Id., 222 N.E. at 625. In Carder a 16V2 year old murder defendant refused to see counsel retained by his family and his subsequent admissions were used against him. A district court later sustained the right under Escobedo to knowingly refuse to see counsel, but the key is knowledge. Carder v. Maxwell, 298 F.Supp. 1056 (S.D.Ohio 1969). The result has been similar with the problem of the accused who is known by the police to have counsel in an unrelated case. There it is said that a knowing and intelligent waiver depends not on what the police know, but on what the accused knows. United States v. Crook, 502 F.2d 1378, 1380 (3d Cir. 1974), cert. dend. 419 U.S. 1123, 95 5. Ct. 808, 42 L.Ed.2d 823 (1975). See also Michigan v. Mosley, 423 U.S. 96, 96 S.Ct. 321, 46 L.Ed.2d 313 n. 10 (1975).5
This reliance on what the accused knows and on his actions while in custody to bottom a waiver is not without its critics. Thus, with respect to interrogation by police who knew their suspect’s counsel had not been notified, the Third Circuit said that “ . . . the practice is not commendable.” United States v. Cobbs, 481 F.2d 196, 200 (3d Cir. 1973). In some other cases, courts have been satisfied that police interrogation of one known to be represented by counsel without notice to that counsel violated DR 7-104(a)(l) of the ABA Code of Professional Responsibility (1969). United States v. Thomas, 474 F.2d 110 (10th Cir. 1973), cert. dend. 412 U.S. 932, 93 S.Ct. 2758, 37 L.Ed.2d 160 (1973). Such holdings are consistent with the Supreme Court’s citation of Canon 9 in Escobedo, supra, and with Opinion 95, ABA Opinions of the Committee on Professional Ethics and Grievances (1967) which found that a city attorney’s staff relationship to city police generated ethical responsibilities for their conduct. Whether a given military case presents an ethical violation along with or instead of a deprivation of counsel is for separate determination. United States v. Tomchek, 2 M.J. 813 (A.C.M.R.1976).6
Ill
This appellant was denied the assistance of counsel guaranteed by the Sixth Amend*576ment. That right is available to him in trials by court-martial. However, the error affects only Charge I; appellant was delivered to his counsel after the incident criticized here and the subsequent interrogations were about unrelated matters. His waiver at the second interrogation was knowing and intelligent, and his admissions were not tainted by the earlier error,
. There is a corollary, ethical question which is mentioned infra.
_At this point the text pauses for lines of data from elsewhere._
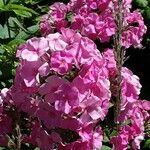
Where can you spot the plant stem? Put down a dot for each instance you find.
(119, 56)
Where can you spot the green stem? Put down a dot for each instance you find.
(119, 57)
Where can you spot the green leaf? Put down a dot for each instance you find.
(142, 3)
(23, 13)
(106, 139)
(32, 30)
(105, 148)
(147, 13)
(18, 9)
(147, 144)
(1, 2)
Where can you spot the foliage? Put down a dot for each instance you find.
(43, 61)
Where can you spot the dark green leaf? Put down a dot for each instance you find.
(142, 3)
(105, 148)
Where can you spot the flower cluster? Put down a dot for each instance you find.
(63, 85)
(95, 19)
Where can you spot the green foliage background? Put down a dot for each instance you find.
(19, 21)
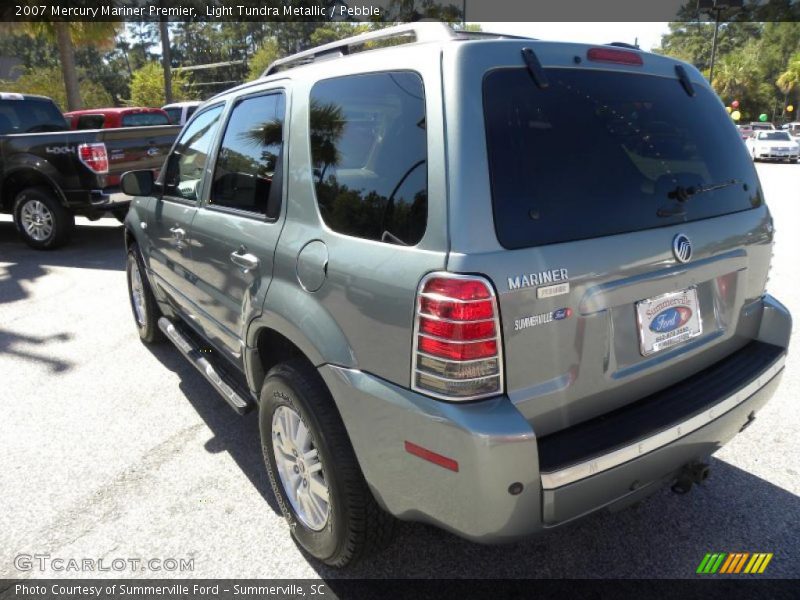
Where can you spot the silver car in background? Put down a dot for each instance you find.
(444, 307)
(773, 145)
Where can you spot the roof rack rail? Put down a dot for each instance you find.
(420, 31)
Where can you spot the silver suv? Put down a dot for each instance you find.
(487, 283)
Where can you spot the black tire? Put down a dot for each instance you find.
(120, 214)
(356, 525)
(41, 220)
(147, 322)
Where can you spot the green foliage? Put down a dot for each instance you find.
(40, 81)
(147, 86)
(753, 62)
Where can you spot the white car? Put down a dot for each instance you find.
(179, 112)
(773, 145)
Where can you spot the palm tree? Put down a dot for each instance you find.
(66, 36)
(789, 80)
(166, 61)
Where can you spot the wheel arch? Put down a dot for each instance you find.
(19, 179)
(273, 338)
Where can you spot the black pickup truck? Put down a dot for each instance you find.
(48, 174)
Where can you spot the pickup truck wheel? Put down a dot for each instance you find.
(41, 219)
(120, 213)
(143, 304)
(313, 470)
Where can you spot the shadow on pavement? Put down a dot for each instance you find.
(665, 536)
(21, 346)
(238, 436)
(93, 246)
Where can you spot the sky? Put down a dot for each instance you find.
(648, 34)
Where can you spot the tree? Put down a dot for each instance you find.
(66, 36)
(147, 86)
(752, 57)
(40, 81)
(789, 80)
(166, 64)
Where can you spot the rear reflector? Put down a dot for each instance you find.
(457, 346)
(624, 57)
(457, 331)
(457, 311)
(456, 351)
(429, 455)
(94, 156)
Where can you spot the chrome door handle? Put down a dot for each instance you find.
(243, 259)
(178, 236)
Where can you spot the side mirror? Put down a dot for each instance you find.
(137, 183)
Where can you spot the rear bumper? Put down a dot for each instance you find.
(770, 156)
(495, 447)
(87, 201)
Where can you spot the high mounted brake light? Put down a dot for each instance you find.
(457, 343)
(94, 156)
(623, 57)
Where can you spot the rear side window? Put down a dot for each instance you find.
(144, 119)
(30, 115)
(90, 122)
(600, 153)
(187, 162)
(249, 156)
(369, 152)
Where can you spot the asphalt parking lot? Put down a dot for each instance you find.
(110, 449)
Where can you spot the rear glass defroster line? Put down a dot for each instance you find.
(535, 68)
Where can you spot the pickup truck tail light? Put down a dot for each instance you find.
(94, 156)
(457, 341)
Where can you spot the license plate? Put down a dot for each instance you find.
(668, 320)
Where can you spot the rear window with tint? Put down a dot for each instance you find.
(144, 119)
(31, 115)
(90, 122)
(174, 115)
(600, 153)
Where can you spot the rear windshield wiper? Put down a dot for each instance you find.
(682, 194)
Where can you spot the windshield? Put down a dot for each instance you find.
(774, 135)
(144, 119)
(600, 152)
(31, 115)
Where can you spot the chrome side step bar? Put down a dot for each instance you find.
(215, 376)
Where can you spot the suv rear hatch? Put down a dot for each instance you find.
(631, 242)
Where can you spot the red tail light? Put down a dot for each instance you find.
(625, 57)
(457, 345)
(94, 156)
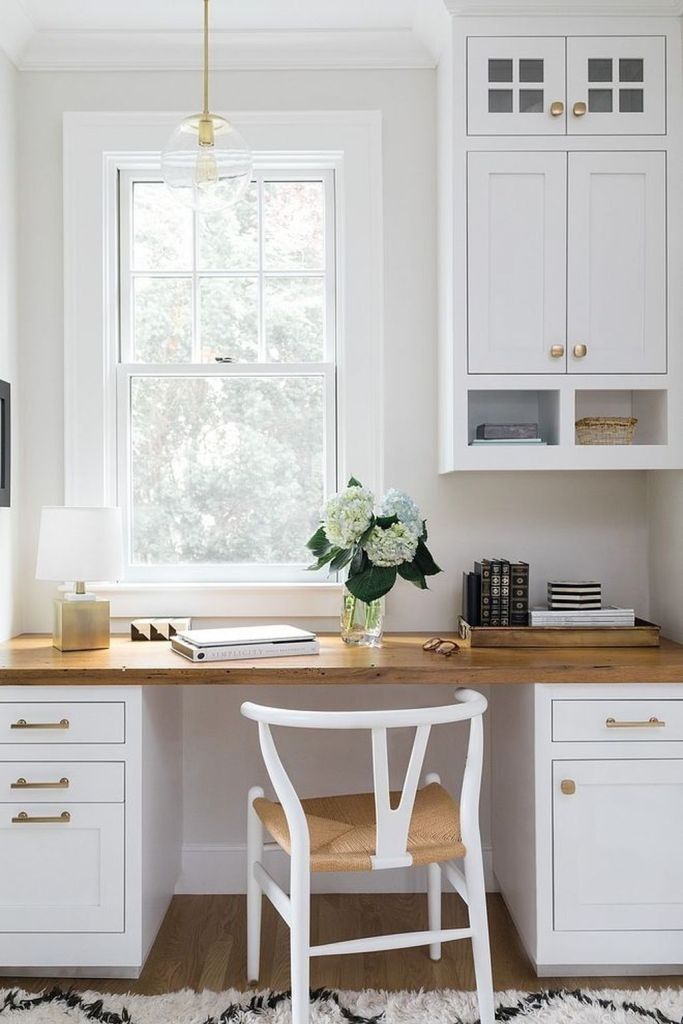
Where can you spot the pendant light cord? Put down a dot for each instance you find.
(206, 57)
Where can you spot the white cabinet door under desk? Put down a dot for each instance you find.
(62, 867)
(90, 812)
(588, 824)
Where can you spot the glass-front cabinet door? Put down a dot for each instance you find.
(515, 86)
(615, 85)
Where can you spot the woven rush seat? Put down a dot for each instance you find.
(342, 828)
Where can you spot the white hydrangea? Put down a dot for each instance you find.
(347, 516)
(392, 546)
(400, 504)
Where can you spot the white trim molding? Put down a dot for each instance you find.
(394, 48)
(540, 8)
(16, 30)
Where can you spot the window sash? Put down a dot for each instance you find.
(126, 370)
(201, 572)
(127, 275)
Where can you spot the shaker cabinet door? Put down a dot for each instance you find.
(516, 262)
(615, 85)
(515, 86)
(617, 835)
(62, 867)
(616, 271)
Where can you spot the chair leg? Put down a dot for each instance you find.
(434, 906)
(476, 895)
(300, 939)
(254, 895)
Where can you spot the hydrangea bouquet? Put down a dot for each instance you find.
(378, 543)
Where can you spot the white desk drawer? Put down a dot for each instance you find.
(65, 873)
(62, 722)
(54, 781)
(605, 721)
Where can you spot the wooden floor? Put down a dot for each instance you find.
(202, 945)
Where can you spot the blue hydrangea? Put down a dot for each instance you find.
(399, 504)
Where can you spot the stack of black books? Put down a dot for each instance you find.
(496, 593)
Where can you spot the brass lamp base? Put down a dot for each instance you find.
(81, 625)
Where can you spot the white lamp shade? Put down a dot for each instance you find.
(80, 544)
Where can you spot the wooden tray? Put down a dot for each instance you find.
(643, 634)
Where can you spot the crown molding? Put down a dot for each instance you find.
(595, 8)
(229, 51)
(15, 30)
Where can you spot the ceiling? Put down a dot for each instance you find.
(174, 15)
(131, 35)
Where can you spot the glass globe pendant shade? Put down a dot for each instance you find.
(206, 163)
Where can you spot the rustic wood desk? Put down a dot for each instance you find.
(31, 660)
(583, 743)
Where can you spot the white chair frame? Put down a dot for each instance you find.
(391, 841)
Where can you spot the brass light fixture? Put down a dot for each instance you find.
(206, 163)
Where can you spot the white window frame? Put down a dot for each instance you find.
(127, 370)
(97, 147)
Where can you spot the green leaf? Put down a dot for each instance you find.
(374, 583)
(424, 560)
(318, 543)
(342, 558)
(359, 562)
(410, 571)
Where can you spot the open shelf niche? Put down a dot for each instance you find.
(648, 406)
(542, 407)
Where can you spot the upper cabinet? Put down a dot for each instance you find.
(580, 85)
(515, 86)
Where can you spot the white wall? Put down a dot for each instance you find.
(8, 336)
(578, 523)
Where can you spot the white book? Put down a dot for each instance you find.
(245, 651)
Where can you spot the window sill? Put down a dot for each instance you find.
(222, 600)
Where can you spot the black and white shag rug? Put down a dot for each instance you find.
(328, 1007)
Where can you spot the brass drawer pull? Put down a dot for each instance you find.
(22, 783)
(652, 723)
(23, 724)
(24, 818)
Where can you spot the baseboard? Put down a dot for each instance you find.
(217, 867)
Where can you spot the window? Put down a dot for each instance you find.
(226, 383)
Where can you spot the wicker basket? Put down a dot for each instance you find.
(605, 430)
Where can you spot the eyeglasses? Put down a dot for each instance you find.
(438, 646)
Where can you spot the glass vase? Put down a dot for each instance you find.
(361, 623)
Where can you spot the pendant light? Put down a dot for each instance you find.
(206, 163)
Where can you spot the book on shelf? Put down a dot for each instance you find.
(472, 598)
(598, 616)
(507, 431)
(519, 593)
(482, 569)
(534, 441)
(566, 594)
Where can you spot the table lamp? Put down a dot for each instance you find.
(80, 544)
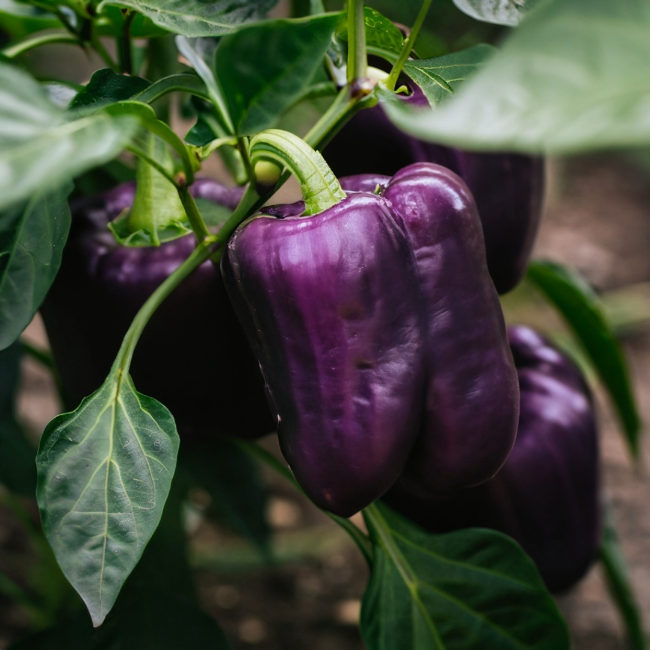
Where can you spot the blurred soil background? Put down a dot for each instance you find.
(597, 220)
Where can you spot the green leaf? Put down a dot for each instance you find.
(104, 473)
(17, 469)
(157, 214)
(107, 87)
(263, 69)
(501, 12)
(584, 313)
(573, 77)
(380, 31)
(32, 237)
(39, 150)
(441, 77)
(232, 479)
(465, 590)
(200, 53)
(619, 584)
(197, 17)
(156, 610)
(111, 23)
(19, 19)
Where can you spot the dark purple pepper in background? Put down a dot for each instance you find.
(546, 496)
(375, 322)
(192, 356)
(332, 311)
(508, 188)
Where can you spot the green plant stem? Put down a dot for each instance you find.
(249, 202)
(357, 60)
(201, 231)
(351, 99)
(36, 41)
(199, 255)
(407, 46)
(124, 45)
(358, 536)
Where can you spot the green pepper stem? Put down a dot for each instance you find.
(347, 103)
(358, 536)
(357, 60)
(199, 255)
(409, 42)
(249, 202)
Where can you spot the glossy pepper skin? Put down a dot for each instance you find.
(508, 188)
(546, 495)
(378, 328)
(337, 332)
(472, 397)
(192, 356)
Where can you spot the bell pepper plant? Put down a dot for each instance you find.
(188, 316)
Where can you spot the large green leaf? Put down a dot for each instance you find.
(32, 237)
(106, 87)
(573, 77)
(156, 610)
(381, 32)
(197, 17)
(263, 69)
(232, 479)
(17, 470)
(39, 149)
(583, 311)
(104, 473)
(441, 77)
(465, 590)
(20, 19)
(502, 12)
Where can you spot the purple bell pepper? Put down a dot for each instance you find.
(546, 495)
(192, 357)
(377, 328)
(508, 188)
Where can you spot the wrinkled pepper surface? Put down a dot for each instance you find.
(508, 188)
(380, 336)
(193, 356)
(546, 495)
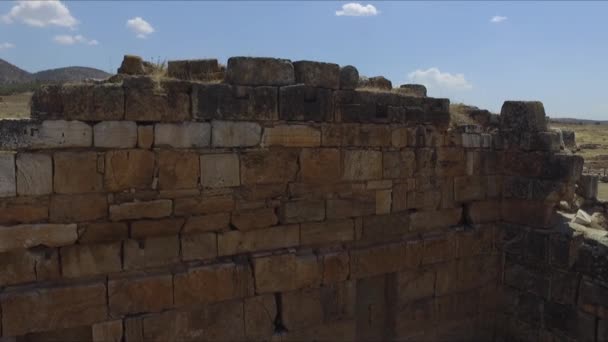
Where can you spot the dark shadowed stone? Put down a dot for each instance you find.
(377, 82)
(227, 102)
(317, 74)
(349, 77)
(304, 103)
(523, 116)
(195, 69)
(259, 71)
(413, 89)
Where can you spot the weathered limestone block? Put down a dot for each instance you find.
(115, 134)
(143, 294)
(237, 242)
(271, 166)
(213, 283)
(178, 170)
(90, 259)
(286, 272)
(141, 210)
(73, 306)
(93, 102)
(182, 135)
(523, 116)
(236, 134)
(195, 69)
(305, 103)
(78, 207)
(34, 174)
(128, 169)
(259, 71)
(227, 102)
(8, 181)
(317, 74)
(292, 136)
(150, 252)
(362, 165)
(77, 172)
(220, 170)
(31, 235)
(146, 100)
(349, 77)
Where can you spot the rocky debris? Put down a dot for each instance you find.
(376, 82)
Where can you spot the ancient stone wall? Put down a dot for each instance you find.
(281, 203)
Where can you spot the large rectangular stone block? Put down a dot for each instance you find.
(227, 102)
(305, 103)
(30, 311)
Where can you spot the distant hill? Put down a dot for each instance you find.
(11, 74)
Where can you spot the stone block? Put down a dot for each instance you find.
(93, 102)
(8, 180)
(377, 260)
(199, 246)
(115, 134)
(31, 235)
(178, 170)
(286, 272)
(213, 283)
(236, 134)
(150, 252)
(254, 219)
(91, 259)
(305, 103)
(227, 102)
(291, 136)
(77, 172)
(141, 210)
(203, 205)
(142, 294)
(73, 306)
(148, 100)
(320, 165)
(523, 116)
(102, 232)
(34, 174)
(327, 232)
(220, 170)
(271, 166)
(236, 242)
(145, 136)
(182, 135)
(362, 165)
(317, 74)
(259, 71)
(349, 77)
(78, 208)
. See Associated Indemnity Corp. v. Industrial Accident Comm’n., 56 Cal.App.2d 804, 133 P.2d 698 (1943); Agnew v. Walden, 84 Ala. 502, 4 So. 672, 673 (1888); 7 C.J.S., Attorney & Client §§ 62-65.
. The New York rule is particularly persuasive for military practice because we do not have the functional equivalent of an arraignment early in our process.
. The Johns case is also important for its statement that the “right” Miranda answers are nugatory after a deprivation of counsel has occurred. “Repetitions of advisory warnings are not a satisfactory substitute for granting an unequivocal request for counsel.” Id., 177 N.W.2d at 585.
. The right to counsel, whether on demand of accused or counsel, is not absolute. Thus, if the only proceedings is the taking of hair samples or fingerprinting, courts will perceive no threat to an unrepresented person’s basic rights to a fair trial and the effective assistance of counsel. State v. Meyers, 24 Or.App. 561, 546 P.2d 771 (1976), citing United States v. Wade, 388 U.S. 218, 87 S.Ct. 1926, 18 L.Ed.2d 1149 (1967).
. Consider paragraph 44h, MCM 1969 (Rev) which requires trial counsel to deal with the accused only through “any counsel the accused may have.”